Son insatiable curiosité l’a amené à explorer jazz, tango et musiques traditionnelles, en collaborant avec des artistes d’horizons différents comme Ennio Morricone, John Williams ou le guitariste latino Carlos Santana. Dans son album Hush, il revisite avec bonheur et humour des célèbres thèmes de la musique classique avec le chanteur et vocaliste Bobby McFerrin.

Transcrire pour violon seul une œuvre pour clavier, est-ce possible ? Eh bien oui, et en voici la preuve ! Grâce à la puissance de son imagination et à sa technique, le violoniste Tedi Papavrami, à la fois transcripteur et interprète, relève le défi avec des Sonates pour clavecin de Scarlatti transcrites pour violon seul.

L’accordéoniste Viviane Chassot ne veut pas se cantonner au répertoire de son instrument. Elle fait éclater toutes les barrières stylistiques en passant de la musique classique au jazz, de la musique du monde à l’improvisation. Perfectionniste, elle peaufine toutes ses interprétations, et suit même pour cela des masterclass avec de grands pianistes comme András Schiff ou Alfred Brendel !

A propos de son enregistrement des Sonates de Haydn, voilà ce que dira Brendel : "L’interprétation est parfaite en son genre. Ce mélange de fraîcheur, contrôle et sensibilité produit le plus beau des résultats." Voici un concerto pour piano de Haydn, à l’accordéon.

Certains grands compositeurs sont également de grands transcripteurs. Ravel était un orchestrateur de génie, et a transcrit pour orchestre de nombreuses œuvres de piano solo, l’exemple le plus connu étant les Tableaux d’une exposition de Moussorgski. Liszt fait le chemin inverse, en transcrivant des œuvres orchestrales pour le piano, ce qui lui permet d’élargir considérablement son répertoire de concertiste. La transcription est d’ailleurs une partie très importante de son activité : sur ses 700 numéros d’opus, 350 sont des transcriptions ! Ces transcriptions peuvent être assez libres : Liszt s’approprie alors un thème, le transforme, lui donne un éclairage différent. L’autre type de transcription restitue intégralement l’œuvre, faisant alors appel à tous les moyens pianistiques possibles. Liszt a ainsi réalisé des transcriptions des 9 symphonies de Beethoven, d’une difficulté diabolique.
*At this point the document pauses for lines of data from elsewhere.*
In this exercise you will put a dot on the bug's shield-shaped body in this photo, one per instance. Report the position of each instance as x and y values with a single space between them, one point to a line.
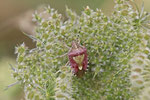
78 59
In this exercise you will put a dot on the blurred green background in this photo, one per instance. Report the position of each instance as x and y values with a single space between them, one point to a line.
16 16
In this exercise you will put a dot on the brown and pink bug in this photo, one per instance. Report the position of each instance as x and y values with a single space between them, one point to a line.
78 59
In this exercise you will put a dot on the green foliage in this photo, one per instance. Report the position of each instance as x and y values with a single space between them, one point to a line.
112 44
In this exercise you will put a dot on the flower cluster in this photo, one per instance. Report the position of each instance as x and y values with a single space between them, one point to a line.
117 64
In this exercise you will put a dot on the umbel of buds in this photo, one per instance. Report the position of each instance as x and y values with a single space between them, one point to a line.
78 59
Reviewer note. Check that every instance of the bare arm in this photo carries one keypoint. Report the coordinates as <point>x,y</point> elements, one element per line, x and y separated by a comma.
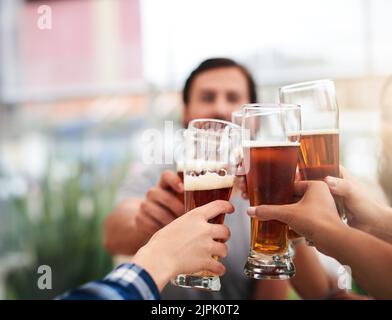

Une œuvre très connue de Satie jouée par un instrument méconnu : le cristal Bashet. Cet instrument a été mis au point en 1952 par les frères Baschet. Le clavier chromatique du Cristal est constitué de baguettes de verre, que l’on frotte avec les doigts humidifiés. La vibration ainsi se transmet à des tiges d’acier. Ces tiges, encastrées dans un sommier en métal lourd, propagent leurs vibrations aux diffuseurs, lesquels propagent à leur tour les sons dans l’air.